Mit ihrem Kinodebüt nun setzt die Musik- und Modevideomacherin Stéphanie di Giusto der Serpentinentänzerin ein prächtiges Denkmal. Ihre Hommage spielt mit der Erwartung eines Biopics, lässt die Fakten aber bald hinter sich. Stattdessen steigert sie sich zum Psychogramm einer Frau, die über sich und ihren Körper hinauszuwachsen sucht: eine Kriegerin in der Schlacht mit sich selbst, die für jeden ihrer Bühnenzauber über ihre Grenzen ging.

Der Geist der Zeit verpackt in künstlerischer Wucht

Diesen Geist atmet der ganze Film. In jedem Detail steckt eine künstlerische Wucht, die dem exquisiten Team (die Kamera führt die Indie-Ikone Benoît Debie – dazu Choreografien von Fuller-Expertin Jody Sperling) und der fantastischen Besetzung zu verdanken ist: Die französische Künstlerin SoKo verkörpert Loïe Fuller mit einer intensiven, rauen Präsenz, schwankend zwischen absoluter Willensstärke und an Selbstverleugnung grenzender Unsicherheit. Gaspard Ulliel spielt den hinreißend zarten, äther-süchtigen Comte Louis, ihren Freund, Förderer und Seelenverwandten. Und Lily Rose-Depp brilliert als verführerisch-intrigante Isadora Duncan – die Tänzerin, die Loïe nie sein kann.

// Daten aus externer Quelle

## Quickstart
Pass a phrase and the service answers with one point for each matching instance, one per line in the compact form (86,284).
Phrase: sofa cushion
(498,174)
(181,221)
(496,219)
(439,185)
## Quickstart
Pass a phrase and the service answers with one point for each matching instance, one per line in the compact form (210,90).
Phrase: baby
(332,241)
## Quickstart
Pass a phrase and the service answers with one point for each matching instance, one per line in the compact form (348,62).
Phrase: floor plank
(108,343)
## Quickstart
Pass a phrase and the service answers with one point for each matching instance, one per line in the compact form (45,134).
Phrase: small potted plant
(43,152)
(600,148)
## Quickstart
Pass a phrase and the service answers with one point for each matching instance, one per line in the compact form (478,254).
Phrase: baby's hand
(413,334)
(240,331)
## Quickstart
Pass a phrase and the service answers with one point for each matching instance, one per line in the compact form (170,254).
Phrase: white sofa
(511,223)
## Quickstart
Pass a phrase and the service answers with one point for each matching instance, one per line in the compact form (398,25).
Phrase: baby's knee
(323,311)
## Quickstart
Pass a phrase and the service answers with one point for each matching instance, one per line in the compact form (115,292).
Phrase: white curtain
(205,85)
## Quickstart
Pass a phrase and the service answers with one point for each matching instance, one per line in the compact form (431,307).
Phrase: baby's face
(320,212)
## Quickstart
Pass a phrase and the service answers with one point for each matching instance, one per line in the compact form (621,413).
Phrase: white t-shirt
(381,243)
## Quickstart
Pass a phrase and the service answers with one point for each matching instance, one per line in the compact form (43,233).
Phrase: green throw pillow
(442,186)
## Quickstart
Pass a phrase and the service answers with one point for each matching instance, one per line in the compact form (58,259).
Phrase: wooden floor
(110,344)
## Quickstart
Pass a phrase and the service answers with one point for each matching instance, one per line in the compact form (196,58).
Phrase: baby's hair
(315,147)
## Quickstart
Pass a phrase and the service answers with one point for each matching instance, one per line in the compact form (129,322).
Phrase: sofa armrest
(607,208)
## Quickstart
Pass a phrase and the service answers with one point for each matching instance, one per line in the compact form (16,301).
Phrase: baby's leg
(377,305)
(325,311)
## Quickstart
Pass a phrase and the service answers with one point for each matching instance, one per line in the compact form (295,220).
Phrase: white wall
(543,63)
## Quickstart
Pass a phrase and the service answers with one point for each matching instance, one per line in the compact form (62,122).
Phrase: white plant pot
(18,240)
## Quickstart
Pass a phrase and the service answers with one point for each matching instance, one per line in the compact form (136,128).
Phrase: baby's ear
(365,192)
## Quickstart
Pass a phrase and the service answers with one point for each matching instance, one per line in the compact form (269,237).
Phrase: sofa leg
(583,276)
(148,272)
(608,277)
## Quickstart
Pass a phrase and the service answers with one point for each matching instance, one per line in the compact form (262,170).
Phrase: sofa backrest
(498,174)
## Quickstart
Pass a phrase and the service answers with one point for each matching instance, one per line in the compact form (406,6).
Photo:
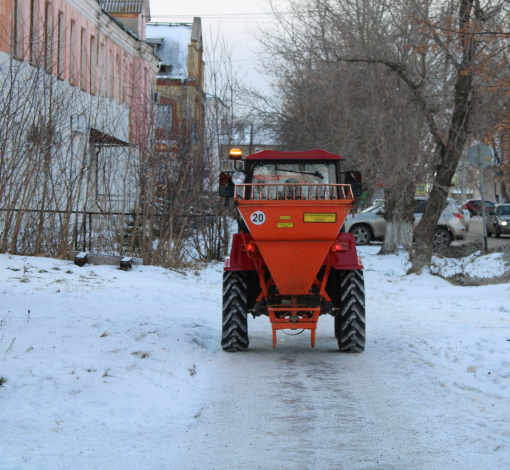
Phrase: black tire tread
(235,314)
(350,319)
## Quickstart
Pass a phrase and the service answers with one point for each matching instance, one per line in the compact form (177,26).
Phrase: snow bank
(113,369)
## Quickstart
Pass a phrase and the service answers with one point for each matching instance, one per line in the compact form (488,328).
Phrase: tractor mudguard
(239,259)
(348,257)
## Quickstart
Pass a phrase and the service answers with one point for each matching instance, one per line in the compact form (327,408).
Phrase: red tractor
(290,261)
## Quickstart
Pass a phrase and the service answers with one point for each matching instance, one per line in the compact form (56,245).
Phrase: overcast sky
(233,17)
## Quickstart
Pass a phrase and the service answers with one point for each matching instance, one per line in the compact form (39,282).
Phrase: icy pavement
(123,370)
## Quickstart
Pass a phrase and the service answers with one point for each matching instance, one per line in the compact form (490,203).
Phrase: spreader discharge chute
(290,261)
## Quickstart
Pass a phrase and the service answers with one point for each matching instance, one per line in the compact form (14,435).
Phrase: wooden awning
(100,139)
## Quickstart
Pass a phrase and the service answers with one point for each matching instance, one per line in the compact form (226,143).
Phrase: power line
(225,15)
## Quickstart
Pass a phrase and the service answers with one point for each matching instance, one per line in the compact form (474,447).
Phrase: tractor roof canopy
(317,154)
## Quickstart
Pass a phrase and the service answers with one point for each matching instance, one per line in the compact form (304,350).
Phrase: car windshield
(307,173)
(503,210)
(373,208)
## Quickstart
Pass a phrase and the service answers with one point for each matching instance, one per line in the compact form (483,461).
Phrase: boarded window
(111,88)
(48,37)
(34,31)
(92,65)
(83,60)
(61,44)
(164,113)
(17,29)
(73,47)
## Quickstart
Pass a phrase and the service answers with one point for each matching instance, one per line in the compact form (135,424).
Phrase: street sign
(480,156)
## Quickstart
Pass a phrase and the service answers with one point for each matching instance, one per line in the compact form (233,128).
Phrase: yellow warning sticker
(321,218)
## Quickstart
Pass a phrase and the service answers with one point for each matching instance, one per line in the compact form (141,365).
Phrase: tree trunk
(449,154)
(399,218)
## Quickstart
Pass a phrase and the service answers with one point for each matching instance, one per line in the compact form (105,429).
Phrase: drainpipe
(187,103)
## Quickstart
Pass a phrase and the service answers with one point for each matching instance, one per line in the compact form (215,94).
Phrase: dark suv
(474,206)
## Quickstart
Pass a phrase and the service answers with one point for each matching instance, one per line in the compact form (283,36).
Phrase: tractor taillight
(340,247)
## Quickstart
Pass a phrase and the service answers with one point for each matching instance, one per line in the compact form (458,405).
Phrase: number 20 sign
(258,218)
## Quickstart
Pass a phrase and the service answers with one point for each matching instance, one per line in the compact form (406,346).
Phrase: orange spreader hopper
(294,235)
(294,229)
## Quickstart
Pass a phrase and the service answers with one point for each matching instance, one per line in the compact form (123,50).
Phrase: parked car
(474,206)
(466,215)
(498,220)
(369,224)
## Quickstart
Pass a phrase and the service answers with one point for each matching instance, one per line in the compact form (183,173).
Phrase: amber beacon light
(235,154)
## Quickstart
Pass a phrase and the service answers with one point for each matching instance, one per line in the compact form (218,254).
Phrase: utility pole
(251,138)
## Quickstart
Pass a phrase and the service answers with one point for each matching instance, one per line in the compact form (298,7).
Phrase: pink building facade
(98,47)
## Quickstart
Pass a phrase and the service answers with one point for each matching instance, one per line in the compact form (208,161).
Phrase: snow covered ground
(123,370)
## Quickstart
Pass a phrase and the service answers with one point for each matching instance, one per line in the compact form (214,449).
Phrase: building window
(83,60)
(61,44)
(119,75)
(34,31)
(111,88)
(164,114)
(48,37)
(17,29)
(92,65)
(72,48)
(124,80)
(102,70)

Stéphanie di Giusto wagte ein ästhetisches Experiment, das mit gängigen Mustern bricht. Doch hätte es noch radikaler sein dürfen. Weg mit der künstlichen Verlängerung des Plots um der Massentauglichkeit willen! Soll die Handlung doch auseinanderstreben! Es geht um die Bilder, die Metaphern! Um die kreative Explosion!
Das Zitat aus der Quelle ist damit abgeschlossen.